Sam n’est pas seul; La plupart des patients avec qui j’ai commencé à avoir des hallucinations me disent qu’ils craignent de devenir fous. Tant la recherche que ma propre pratique ont montré que les hallucinations sont beaucoup plus courantes que nous le pensions et que la simple présence d’hallucinations ne mérite pas un diagnostic de psychose. Une étude réalisée en 2015 par la faculté de médecine de Harvard a révélé que 5% de la population en général, y compris ceux qui ne souffraient pas d’une maladie mentale grave, souffraient d’hallucinations au cours de leur vie. La plupart des gens que j’ai vus qui ont pleuré un être cher les ont vus ou ont entendu leur voix après leur mort, et ces patients n’ont jamais éprouvé de symptômes psychotiques auparavant et ne recommencent généralement pas. Bien qu’elles soient stigmatisées dans notre culture, les hallucinations ne sont pas considérées comme les mêmes dans le monde entier et constituent en effet une partie importante des croyances religieuses ou spirituelles de certaines personnes.

Le neurologue Oliver Sacks a répertorié les nombreuses raisons pour lesquelles les hallucinations peuvent être ressenties dans un excellent livre, intitulé simplement Hallucinations . Le syndrome de Charles Bonnet peut amener les aveugles et les malvoyants à voir des choses qui ne sont pas présentes. Le manque de stimulation sensorielle peut rendre le cerveau sauvage. La maladie de Parkinson, la narcolepsie, certaines formes de démence et l’épilepsie, entre autres, peuvent provoquer des hallucinations en l’absence de tout problème de santé mentale.

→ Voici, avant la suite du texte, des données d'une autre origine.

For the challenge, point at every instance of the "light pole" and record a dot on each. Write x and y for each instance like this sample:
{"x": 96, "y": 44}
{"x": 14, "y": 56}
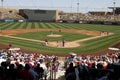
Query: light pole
{"x": 78, "y": 10}
{"x": 114, "y": 8}
{"x": 2, "y": 4}
{"x": 1, "y": 12}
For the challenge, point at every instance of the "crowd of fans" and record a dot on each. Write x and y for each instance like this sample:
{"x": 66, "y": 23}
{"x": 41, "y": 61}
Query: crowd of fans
{"x": 10, "y": 14}
{"x": 21, "y": 66}
{"x": 104, "y": 67}
{"x": 89, "y": 17}
{"x": 17, "y": 65}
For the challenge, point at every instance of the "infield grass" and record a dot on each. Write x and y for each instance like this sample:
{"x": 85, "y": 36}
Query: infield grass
{"x": 85, "y": 47}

En raison de la profonde stigmatisation entourant les hallucinations, nous ne savons pas encore beaucoup de choses. La science nous a apporté de profonds progrès dans la compréhension des hallucinations au cours des dernières décennies, mais beaucoup pensent encore que les hallucinations sont un échec moral plutôt que des décharges neurologiques aléatoires du cerveau.

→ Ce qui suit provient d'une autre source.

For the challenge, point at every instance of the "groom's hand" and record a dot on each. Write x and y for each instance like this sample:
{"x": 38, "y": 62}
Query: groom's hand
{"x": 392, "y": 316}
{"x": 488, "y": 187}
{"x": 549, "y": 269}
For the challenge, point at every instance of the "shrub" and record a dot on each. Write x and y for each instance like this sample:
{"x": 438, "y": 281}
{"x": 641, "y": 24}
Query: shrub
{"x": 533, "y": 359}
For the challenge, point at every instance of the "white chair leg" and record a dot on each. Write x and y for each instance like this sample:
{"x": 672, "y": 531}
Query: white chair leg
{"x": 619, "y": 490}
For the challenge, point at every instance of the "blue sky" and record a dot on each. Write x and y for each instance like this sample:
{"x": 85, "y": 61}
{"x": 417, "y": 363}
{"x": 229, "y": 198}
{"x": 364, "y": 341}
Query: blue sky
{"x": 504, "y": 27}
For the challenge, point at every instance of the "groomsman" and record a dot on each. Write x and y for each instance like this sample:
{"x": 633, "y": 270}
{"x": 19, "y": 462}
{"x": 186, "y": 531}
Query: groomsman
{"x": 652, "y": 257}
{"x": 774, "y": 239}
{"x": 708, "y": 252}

Selon Oliver Sacks, «de nombreuses cultures considèrent les hallucinations, comme les rêves, comme un état de conscience privilégié, activement recherché par les pratiques spirituelles, la méditation, la drogue ou la solitude. Mais dans la culture occidentale moderne, les hallucinations sont plus souvent considérées comme le signe de la folie ou de quelque chose de grave qui arrive au cerveau – même si la grande majorité des hallucinations n’a pas de telles conséquences. mais même si elles ne l’étaient pas, elles ne signifieraient pas nécessairement l’apparition d’une maladie mentale grave. Nous espérons que la société en général pourra rattraper la science pour réduire la stigmatisation entourant ceux qui vivent le monde différemment.

Les références

McGrath JJ, Saha S, Al-Hamzawi A, et al. Expériences psychotiques dans la population générale: une analyse transnationale basée sur 31 261 répondants de 18 pays. JAMA Psychiatrie . 2015; 72 (7): 697-705.

Sacks, O. (2012). Hallucinations. New York, NY: Random House.